At the time the 1916 Easter Rising, O'Connell was operating in Dublin under instruction from Joseph Plunkett. He was dispatched to Cork by Eoin MacNeill to try to prevent the Rising. Following the Rising, he was arrested and held in Frongoch internment camp from April to July 1916. In 1918 he was again arrested and interned, spending time in Wandsworth Prison with Arthur Griffith for the alleged involvement in the fabricated German Plot.
During the Irish War of Independence, he was a member of the Irish Republican Army headquarters staff, as Assistant Director of Training and, after the killing of Dick McKee, as Director of Training. He coordinated, and was the principal lecturer, for a training course for military officers.

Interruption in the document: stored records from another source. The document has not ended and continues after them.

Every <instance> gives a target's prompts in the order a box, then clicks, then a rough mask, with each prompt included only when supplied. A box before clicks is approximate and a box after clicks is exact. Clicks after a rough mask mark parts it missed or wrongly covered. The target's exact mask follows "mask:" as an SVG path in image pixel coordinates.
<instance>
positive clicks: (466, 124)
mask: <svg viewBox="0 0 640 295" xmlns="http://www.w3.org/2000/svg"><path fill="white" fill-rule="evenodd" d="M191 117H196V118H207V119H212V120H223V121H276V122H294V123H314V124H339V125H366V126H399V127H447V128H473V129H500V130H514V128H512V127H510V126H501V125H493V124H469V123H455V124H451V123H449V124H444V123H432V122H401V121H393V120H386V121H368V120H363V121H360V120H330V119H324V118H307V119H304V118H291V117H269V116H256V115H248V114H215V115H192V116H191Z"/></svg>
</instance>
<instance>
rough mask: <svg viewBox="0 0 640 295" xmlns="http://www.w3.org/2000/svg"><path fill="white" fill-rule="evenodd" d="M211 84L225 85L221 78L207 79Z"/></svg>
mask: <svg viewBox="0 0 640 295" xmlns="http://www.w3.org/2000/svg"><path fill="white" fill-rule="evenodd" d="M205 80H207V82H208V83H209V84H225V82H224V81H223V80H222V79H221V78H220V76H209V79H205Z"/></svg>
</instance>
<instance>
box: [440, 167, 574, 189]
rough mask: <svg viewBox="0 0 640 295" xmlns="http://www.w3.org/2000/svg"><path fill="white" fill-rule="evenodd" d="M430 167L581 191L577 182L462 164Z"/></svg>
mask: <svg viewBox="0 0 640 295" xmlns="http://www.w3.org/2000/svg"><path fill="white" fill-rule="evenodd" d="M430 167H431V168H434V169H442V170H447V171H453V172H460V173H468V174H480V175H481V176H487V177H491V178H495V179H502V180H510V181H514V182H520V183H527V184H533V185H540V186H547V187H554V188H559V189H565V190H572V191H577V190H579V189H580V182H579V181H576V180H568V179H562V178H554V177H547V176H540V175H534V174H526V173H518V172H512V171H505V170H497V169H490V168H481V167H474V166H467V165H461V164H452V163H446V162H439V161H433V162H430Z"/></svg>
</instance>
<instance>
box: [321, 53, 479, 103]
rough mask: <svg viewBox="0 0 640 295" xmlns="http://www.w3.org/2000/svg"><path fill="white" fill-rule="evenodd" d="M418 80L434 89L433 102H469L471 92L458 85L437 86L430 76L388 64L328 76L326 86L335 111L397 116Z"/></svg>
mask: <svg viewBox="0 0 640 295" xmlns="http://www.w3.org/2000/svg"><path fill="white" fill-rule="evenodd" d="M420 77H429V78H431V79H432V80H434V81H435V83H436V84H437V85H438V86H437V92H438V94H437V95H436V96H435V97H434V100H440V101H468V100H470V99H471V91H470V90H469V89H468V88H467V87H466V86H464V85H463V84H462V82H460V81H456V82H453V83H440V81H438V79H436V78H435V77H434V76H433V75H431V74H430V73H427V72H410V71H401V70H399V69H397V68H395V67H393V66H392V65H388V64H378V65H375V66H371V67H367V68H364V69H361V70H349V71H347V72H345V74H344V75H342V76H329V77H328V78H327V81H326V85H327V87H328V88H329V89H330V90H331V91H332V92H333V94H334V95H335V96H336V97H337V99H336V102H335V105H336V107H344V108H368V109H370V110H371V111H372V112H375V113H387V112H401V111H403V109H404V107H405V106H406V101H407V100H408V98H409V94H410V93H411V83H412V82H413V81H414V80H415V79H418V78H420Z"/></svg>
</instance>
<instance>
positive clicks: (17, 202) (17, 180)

In the IRA split after Dáil Éireann ratified the Anglo-Irish Treaty, O'Connell took the pro-Treaty side. He was made Deputy Chief of Staff in the National Army. On 26 June 1922, he was kidnapped by anti-treaty forces in reprisal for the arrest of an anti-treaty officer; his kidnapping was a precipitating factor in the formal outbreak of the Irish Civil War, when government pro-treaty forces two days later attacked anti-treaty forces occupying the Four Courts. O'Connell survived the fighting and spent the rest of the civil war as General Officer Commanding the Curragh Command.